15:57 After fixing some small bugs to properly use the startingPoint as the layout's origin, we see that it works as long as the bar is narrower than the two text views. When the bar becomes wider than the labels, we need to introduce spacing between the labels to align the second label to the trailing edge of the bar.

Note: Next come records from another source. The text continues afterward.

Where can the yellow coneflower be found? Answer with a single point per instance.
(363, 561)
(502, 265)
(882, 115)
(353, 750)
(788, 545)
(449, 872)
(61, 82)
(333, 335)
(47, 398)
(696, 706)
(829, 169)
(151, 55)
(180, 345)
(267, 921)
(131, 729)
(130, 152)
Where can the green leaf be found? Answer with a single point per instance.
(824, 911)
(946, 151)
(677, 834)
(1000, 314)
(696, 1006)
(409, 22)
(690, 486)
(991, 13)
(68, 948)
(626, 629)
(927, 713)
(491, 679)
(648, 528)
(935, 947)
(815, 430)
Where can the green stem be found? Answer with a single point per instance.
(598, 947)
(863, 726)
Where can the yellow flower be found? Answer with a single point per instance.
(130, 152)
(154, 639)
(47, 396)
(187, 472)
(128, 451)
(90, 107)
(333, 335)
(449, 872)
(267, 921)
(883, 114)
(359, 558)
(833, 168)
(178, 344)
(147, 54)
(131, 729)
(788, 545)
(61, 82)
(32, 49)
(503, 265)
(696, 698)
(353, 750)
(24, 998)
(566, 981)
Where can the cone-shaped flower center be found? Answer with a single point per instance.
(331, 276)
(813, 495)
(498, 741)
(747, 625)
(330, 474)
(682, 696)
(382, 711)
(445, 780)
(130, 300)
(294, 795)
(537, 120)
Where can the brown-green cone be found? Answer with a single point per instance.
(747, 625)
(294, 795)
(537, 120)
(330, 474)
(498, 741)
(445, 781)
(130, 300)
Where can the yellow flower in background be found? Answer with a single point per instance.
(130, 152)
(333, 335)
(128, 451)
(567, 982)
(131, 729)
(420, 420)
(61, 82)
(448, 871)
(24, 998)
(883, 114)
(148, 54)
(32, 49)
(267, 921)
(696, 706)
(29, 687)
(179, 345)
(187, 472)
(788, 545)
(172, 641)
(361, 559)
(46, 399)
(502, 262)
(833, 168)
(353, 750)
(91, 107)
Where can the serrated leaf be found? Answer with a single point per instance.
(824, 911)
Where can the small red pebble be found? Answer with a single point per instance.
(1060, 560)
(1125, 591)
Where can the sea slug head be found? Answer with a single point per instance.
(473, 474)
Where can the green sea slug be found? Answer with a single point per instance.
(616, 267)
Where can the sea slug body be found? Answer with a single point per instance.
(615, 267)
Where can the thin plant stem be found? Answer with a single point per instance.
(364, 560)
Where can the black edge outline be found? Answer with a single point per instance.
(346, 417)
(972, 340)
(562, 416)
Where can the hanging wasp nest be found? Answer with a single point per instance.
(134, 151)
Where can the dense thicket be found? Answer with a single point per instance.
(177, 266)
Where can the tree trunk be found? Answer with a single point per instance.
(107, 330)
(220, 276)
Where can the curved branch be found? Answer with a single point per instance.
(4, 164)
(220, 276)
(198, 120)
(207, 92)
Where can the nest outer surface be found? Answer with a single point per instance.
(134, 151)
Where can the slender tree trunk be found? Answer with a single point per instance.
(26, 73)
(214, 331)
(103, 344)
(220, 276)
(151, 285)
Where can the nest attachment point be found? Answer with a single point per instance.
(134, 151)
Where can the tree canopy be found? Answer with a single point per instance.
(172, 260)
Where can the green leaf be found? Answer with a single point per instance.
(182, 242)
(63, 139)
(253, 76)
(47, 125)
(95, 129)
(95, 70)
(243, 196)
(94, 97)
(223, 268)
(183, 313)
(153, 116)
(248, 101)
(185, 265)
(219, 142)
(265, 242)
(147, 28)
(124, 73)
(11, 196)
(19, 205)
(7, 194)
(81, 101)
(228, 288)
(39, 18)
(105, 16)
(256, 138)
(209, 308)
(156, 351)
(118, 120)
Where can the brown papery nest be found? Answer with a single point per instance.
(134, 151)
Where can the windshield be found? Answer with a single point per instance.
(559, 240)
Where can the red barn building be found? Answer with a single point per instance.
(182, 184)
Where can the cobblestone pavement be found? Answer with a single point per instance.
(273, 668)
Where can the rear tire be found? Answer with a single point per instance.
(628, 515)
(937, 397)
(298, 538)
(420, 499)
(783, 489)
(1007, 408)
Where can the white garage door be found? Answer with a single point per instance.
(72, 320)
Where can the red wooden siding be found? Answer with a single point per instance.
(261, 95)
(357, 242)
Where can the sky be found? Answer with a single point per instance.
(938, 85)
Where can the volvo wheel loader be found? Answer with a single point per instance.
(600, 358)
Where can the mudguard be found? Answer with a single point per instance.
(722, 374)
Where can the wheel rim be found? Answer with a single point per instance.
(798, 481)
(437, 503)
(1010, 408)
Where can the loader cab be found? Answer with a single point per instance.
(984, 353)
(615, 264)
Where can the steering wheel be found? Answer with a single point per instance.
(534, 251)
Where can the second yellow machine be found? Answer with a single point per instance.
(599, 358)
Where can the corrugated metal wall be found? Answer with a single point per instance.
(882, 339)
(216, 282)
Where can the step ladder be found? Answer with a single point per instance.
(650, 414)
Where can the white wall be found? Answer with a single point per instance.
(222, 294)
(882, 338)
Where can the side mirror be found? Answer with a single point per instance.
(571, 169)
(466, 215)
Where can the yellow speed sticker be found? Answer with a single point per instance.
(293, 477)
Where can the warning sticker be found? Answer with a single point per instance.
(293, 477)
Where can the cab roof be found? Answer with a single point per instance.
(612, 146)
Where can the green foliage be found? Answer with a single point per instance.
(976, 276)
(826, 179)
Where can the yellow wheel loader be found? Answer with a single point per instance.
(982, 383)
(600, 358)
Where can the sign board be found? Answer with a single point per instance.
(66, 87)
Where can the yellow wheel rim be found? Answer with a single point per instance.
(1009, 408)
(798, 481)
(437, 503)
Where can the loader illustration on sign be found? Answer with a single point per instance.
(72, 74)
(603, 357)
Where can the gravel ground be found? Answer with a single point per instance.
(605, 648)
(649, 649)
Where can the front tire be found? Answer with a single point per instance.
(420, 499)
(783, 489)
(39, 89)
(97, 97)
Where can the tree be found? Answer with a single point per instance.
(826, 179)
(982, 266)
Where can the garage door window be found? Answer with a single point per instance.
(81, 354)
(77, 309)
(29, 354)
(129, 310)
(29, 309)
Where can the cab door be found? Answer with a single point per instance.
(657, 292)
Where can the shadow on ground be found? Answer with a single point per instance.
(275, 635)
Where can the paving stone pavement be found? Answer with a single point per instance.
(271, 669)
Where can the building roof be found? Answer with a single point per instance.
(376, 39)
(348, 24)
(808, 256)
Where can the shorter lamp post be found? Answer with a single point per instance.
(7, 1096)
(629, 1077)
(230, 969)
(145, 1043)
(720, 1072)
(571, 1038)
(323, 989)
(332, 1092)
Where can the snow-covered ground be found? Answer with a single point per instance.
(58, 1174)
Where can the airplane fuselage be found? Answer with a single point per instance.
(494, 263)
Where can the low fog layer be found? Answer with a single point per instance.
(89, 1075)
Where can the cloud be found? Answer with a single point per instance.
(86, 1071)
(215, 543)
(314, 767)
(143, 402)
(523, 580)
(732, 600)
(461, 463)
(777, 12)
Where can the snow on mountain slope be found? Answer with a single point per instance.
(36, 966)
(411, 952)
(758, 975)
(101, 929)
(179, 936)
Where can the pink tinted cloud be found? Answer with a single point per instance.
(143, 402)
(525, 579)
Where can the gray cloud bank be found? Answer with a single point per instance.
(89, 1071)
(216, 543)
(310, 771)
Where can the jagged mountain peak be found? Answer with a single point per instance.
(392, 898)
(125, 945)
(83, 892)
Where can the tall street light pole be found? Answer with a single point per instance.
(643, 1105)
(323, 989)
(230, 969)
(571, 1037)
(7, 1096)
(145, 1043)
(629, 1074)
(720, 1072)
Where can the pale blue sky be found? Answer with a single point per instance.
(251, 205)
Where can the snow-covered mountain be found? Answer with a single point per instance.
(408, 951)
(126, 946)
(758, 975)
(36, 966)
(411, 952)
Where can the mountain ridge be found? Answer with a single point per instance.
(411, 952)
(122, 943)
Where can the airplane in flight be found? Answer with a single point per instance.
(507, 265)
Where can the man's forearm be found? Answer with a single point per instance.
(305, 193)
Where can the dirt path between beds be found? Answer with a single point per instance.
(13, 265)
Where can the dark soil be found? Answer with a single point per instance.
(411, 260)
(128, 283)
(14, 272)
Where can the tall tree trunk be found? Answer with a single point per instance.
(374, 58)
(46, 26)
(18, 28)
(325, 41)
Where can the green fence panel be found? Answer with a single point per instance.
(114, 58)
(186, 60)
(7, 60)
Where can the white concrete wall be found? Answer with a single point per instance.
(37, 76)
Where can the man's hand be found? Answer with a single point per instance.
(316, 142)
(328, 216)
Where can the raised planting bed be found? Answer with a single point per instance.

16:39 We want to adjust the second label's frame by setting its maxX to be equal to the bar's maxX. We override maxX in an extension of CGRect, so that we can add a setter to the property:

extension CGRect {
    var maxX: CGFloat {
        get { minX + width }
        set { origin.x = newValue - width }
    }
}

18:03 We only want to adjust the label's frame if the bar is wide enough, because otherwise the two labels would overlap each other when the bar becomes smaller than the texts:

struct BarLayout: Layout {
    func computeFrames(at startingPoint: CGPoint, proposal: ProposedViewSize, subviews: Subviews) -> [CGRect] {
        // ...
        let barFrame = CGRect(origin: currentPoint, size: barSize)
        if barFrame.maxX > label2Frame.maxX {
            label2Frame.maxX = max(barFrame.maxX, label2Frame.maxX)
        }
        return [label1Frame, label2Frame, barFrame]
    }
    // ...
}

19:02 Or, we can avoid the conditional statement by taking the maximum of the two frames' maxX:

struct BarLayout: Layout {
    func computeFrames(at startingPoint: CGPoint, proposal: ProposedViewSize, subviews: Subviews) -> [CGRect] {
        // ...
        let barFrame = CGRect(origin: currentPoint, size: barSize)
        label2Frame.maxX = max(barFrame.maxX, label2Frame.maxX)
        return [label1Frame, label2Frame, barFrame]
    }
    // ...
}

19:24 This removes the overlap when the bar is small and it adds space between the labels when the bar is wide, which is the desired behavior:

Next Steps

19:32 To better visualize the layout in different setups, we add sliders to control both the total width and the bar's width:

struct ContentView: View {
    @State private var width: CGFloat = 200
    @State private var barWidth: CGFloat = 150
    
    var body: some View {
        VStack {
            Slider(value: $width, in: 0...350)
            Slider(value: $barWidth, in: 0...350)
            BarLayout {
                Text("Leading Label")
                Text("Trailing Label")
                Color.red
                    .frame(height: 8)
                    .frame(width: barWidth)
            }
            .border(.blue)
            .frame(width: width)
            .padding()
        }
    }
}

21:02 When reducing the available width, both labels get truncated because we propose the same, total size to all subviews.

21:43 In the next episode, we should improve the size proposal logic. It'd also be useful to define the bar width more declaratively, perhaps as a relative value like a percentage of the total width. We can also think about supporting multiline text and alignment of labels with different font sizes.